For example, here we have a job test. So, the jobs directory should contain a file called test.js to run this job. We can write our logic inside test.js, which runs with the background job.
Once we run our script, we can run our job and execute the logic inside our job script file.
So far, we have seen how to run a job on script start. Now, let’s see how to schedule a job using Bree.js. Scheduling a job is simple. You just need to pass an additional parameter to a jobs array element:
Here, we have a parameter interval, which runs the script every 5 seconds.
const Bree = require('bree')
const bree = new Bree({
jobs : [
// runs the job on Start
'test',
{
name : 'sample',
interval : '5s'
}
]
})
bree.start()
Our output will look like this:
There are other options you can use to schedule the job, including the following:
Timeout runs the script after a specified time in the jobs configuration. You can use this as an alternative to setTimeout in JavaScript.
const Bree = require('bree')
const bree = new Bree({
jobs : [
// runs the job on Start
'test',
{
name : 'sample',
timeout : '30s' //run the script after 30 seconds from the start
}
]
})
bree.start()
Cron is simply for running a cron job in Node.js. We need to specify the cron along with the job. Use cases for cron jobs include backing up your database and running scripts according to a specified hour, day, month, or year.
Learn more →const Bree = require('bree')
const bree = new Bree({
jobs : [
// runs the job on Start
'test',
{
name : 'sample',
cron : '* * * * *'
// timeout : '30s' //run the script after 30 seconds from the start
}
]
})
bree.start()
So far, we have seen how to schedule a job. Now, we will see how to pass a value to our jobs from the main file.

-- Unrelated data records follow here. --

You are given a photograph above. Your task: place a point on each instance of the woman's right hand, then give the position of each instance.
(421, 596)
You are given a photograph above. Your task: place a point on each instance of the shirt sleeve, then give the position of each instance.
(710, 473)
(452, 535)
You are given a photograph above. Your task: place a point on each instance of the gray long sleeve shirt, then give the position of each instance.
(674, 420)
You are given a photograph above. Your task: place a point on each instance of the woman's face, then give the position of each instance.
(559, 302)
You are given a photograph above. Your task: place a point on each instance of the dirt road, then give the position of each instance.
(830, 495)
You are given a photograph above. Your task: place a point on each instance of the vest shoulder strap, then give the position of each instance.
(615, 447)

Since Bree.js uses a worker thread, you can use the same concept for passing data to a worker thread. All you need to do is pass the data in workerData, and it will be available in the respective job file:
const Bree = require('bree')
const bree = new Bree({
jobs : [
// runs the job on Start
// 'test',
{
name : 'sample',
worker: {
workerData: {
foo: 'bar',
beep: 'boop'
}
}
// cron : '* * * * *'
// timeout : '30s' //run the script after 30 seconds from the start
}
]
})
bree.start()
const { Worker, isMainThread, workerData } = require('worker_threads');
console.log("worker data",workerData.foo)

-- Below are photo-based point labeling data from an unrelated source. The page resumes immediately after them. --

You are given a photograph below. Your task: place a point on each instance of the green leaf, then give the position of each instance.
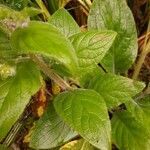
(140, 109)
(50, 131)
(62, 20)
(16, 94)
(3, 147)
(78, 145)
(115, 15)
(129, 134)
(85, 111)
(5, 46)
(115, 89)
(43, 38)
(4, 89)
(30, 11)
(91, 47)
(17, 4)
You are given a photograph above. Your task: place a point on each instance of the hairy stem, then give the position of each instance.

We have now begun to scratch the surface of Bree.js.
The above details are already available in the documentation for Breejs. I don’t want to run through the documentation again in this article, since it is already well documented.
Instead, we are going to build a small application that uses Bree.js along. In this way, we will learn how to use Bree.js in a practical application.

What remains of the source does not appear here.